Book Review: John Boyne’s The Heart’s Invisible Furies Is LGBT History
It seems like a given; those that judge others are probably hiding what they judge of themselves. Yet, that does not take away the damage they can do. John Boyne’s The Heart’s Invisible Furies shows how people’s inability to accept themselves blocks others from doing it, as well.
When we first meet Cyril Avery, it is 1945, and he is a literal baby getting stomped by a priest. If that is not an entrance into this world and a book, then I do not know what is! Yet, it sets up Boyne’s central arguments that he repeats as he scopes Cyril’s life; how religion and socio-politics inhibit a life from its grandeur. It is what makes Boyne’s book a modern, Greek tragedy, and makes you understand why equality and acceptance is so important. Cyril Avery is gay, and you watch him grow from a boy, rejected by his adopted family, into a man rejecting himself. Suddenly, it makes sense why loving children grow into self-loathing adults ; society teaches open hearts to grow in shame.If it were not for Boyne’s barked wit and and lavish language, you would personally want to time-travel to Cyril’s life in Ireland, and save this noble, humble, and kind being from oppression.
Nobody can avoid suffering, but can we avoid oppression? Is that not the argument of every activist; that there can be such a world where suffering is not systemic, but merely a side effect of being human. When you course through the life of Cyril Avery, up until 70, you watch a life that learns to smile amongst those eager to make it cry. Yet, you cannot help but wonder what would have been of that life had no one tried to cause it more tears then laughs. Sure, he has his loves, like the fresh, liberating Dutch doctor Bastiaan, but their romance exists in a world that considers their being a disease (1980’s AIDS epidemic). Moreover, from Amsterdam to New York, being gay has its international intolerance.
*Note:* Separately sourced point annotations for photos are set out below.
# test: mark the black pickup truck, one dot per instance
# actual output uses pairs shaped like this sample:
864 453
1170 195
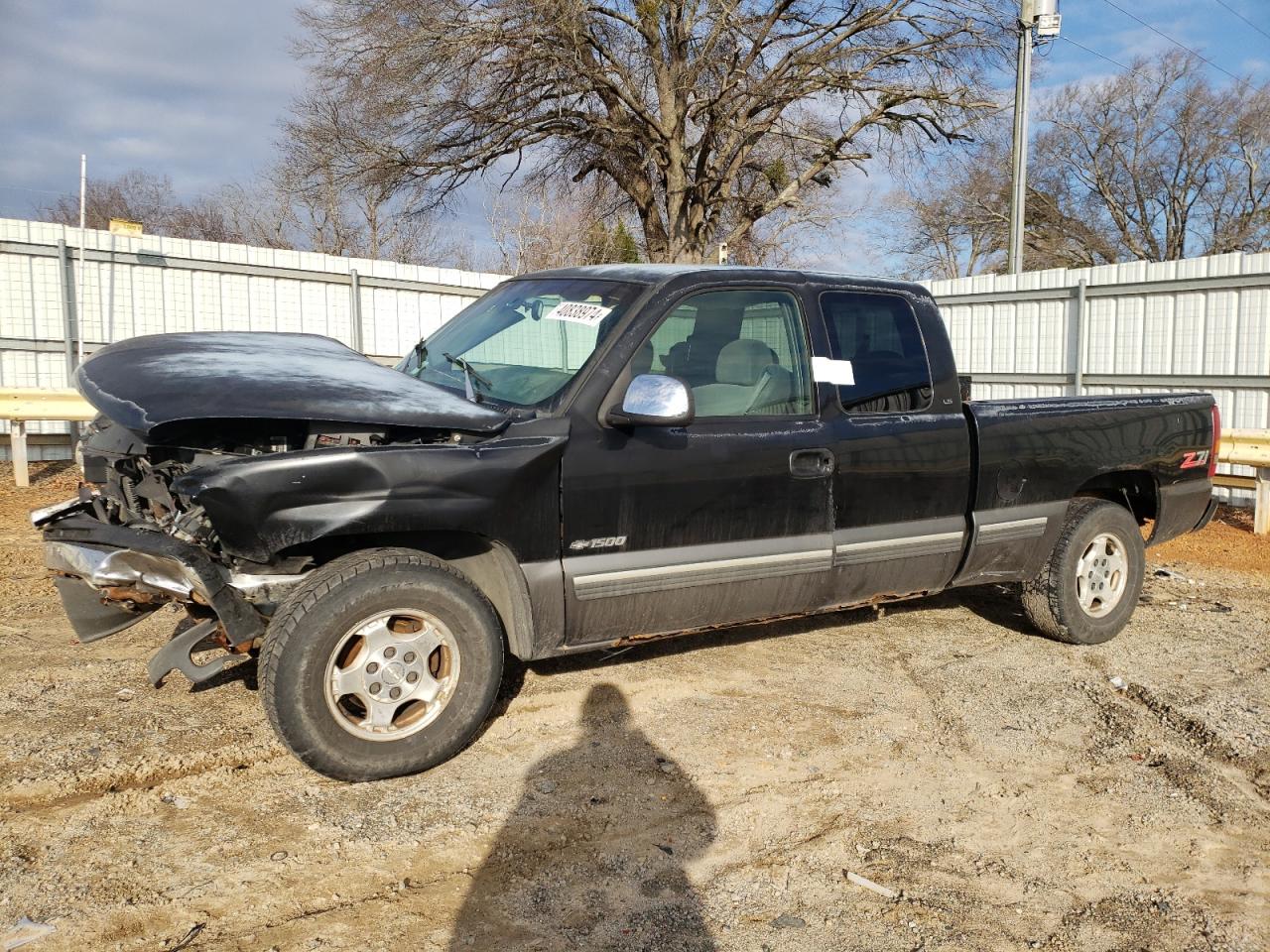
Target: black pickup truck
584 458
John Boyne’s The Heart’s Invisible Furies is like a literary capsule. You learn about the history of Ireland through the eyes of an Irishman rejected by it. One of the must illustrious reads of our times, Boyne has achieved the ripe balance of making a book that activates your heart and mind. You have an opportunity to feel for Cyril, while analyzing the society/ world he lives in that is not far off, at all, from the one we live in now. To Buy John Boyne’s The Hearts Invisible Furies Click Here.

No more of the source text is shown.